Submission for DJ-ACM's LOC Hackathon 2020.
Sports Analytics is becoming increasingly famous, with top sports teams tying up with top analytics companies to gain more insights about not only their team, but to also discover hidden patterns in the data of other teams in order to optimize their game plans and also develop a better understanding. We chose this domain because it is relatively new and we wanted to try our hands on it.
- Dashboard for team coaches consisting of various statistics about the game in general.
- Provide predictions about performance of a player based on numerous parameters like country, ground, time, ball faced, etc.

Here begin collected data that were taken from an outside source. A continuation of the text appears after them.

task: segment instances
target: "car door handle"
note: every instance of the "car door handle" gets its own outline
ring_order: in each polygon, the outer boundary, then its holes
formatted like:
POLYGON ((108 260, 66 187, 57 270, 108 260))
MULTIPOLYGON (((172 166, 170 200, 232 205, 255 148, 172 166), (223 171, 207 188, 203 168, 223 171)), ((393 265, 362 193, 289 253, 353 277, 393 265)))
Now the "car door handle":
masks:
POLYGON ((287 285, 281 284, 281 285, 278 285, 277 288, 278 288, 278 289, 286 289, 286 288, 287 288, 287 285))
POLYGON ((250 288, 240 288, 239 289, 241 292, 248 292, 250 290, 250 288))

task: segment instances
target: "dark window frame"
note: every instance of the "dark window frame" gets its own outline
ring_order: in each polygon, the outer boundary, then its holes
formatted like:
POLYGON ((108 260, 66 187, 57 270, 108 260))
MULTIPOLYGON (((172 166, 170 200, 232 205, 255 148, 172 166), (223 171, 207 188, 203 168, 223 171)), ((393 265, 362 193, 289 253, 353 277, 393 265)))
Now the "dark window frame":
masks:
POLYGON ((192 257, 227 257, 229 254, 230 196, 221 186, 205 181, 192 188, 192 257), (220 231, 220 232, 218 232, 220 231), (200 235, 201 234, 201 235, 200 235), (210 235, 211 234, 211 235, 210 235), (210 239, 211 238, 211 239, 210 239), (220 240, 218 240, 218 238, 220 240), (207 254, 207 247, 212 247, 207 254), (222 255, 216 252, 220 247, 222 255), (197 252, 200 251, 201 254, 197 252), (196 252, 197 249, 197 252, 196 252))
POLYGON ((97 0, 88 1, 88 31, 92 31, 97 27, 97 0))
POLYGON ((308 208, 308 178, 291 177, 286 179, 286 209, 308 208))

- Squad (Playing XI) Prediction feature for a team using K-means clustering.
- Player vs Player head-on statistics.
- Team vs Team performance in recent years.
- Mobile-view support.
- Provide more comprehensive data analysis for each team.
- Provide partial prediction for squad, building the team around the few players selected by coach.
- Provide insights based on graphs. (For eg: the AI system saying that player X is slow in pitch Y against team Z.)
- With availability of more datasets, convert this project into a full-fledged software.
- Used advanced machine learning algorithms ffor squad predictions on a large number of parameters and extracting insights.
- Frontend: HTML, CSS, JavaScript, Bootstrap4
- Backend: Python3
- Framework: Django
- Machine Learning Model: K-means Clustering (sklearn)
- Libraries: Available in requirements.txt.
- Fork this Repository.
- Change into he directory in the terminal and run as:
-
pip3 install -r requirements.txt
-python3 manage.py runserver
- Open your web browser and enter the following URL:
localhost:8000
- Fork this Repository.
- Clone your Fork on a different branch:
git clone -b <name-of-branch> https://github.com/zenilharia26/KhaanDaan.git
- After adding any feature:
- Goto your fork and create a pull request.
- We will test your modifications and merge changes.
This project was done as a part of DJ-ACM LOC Hackathon 2020 with no pre-preparation in less than 24 hours.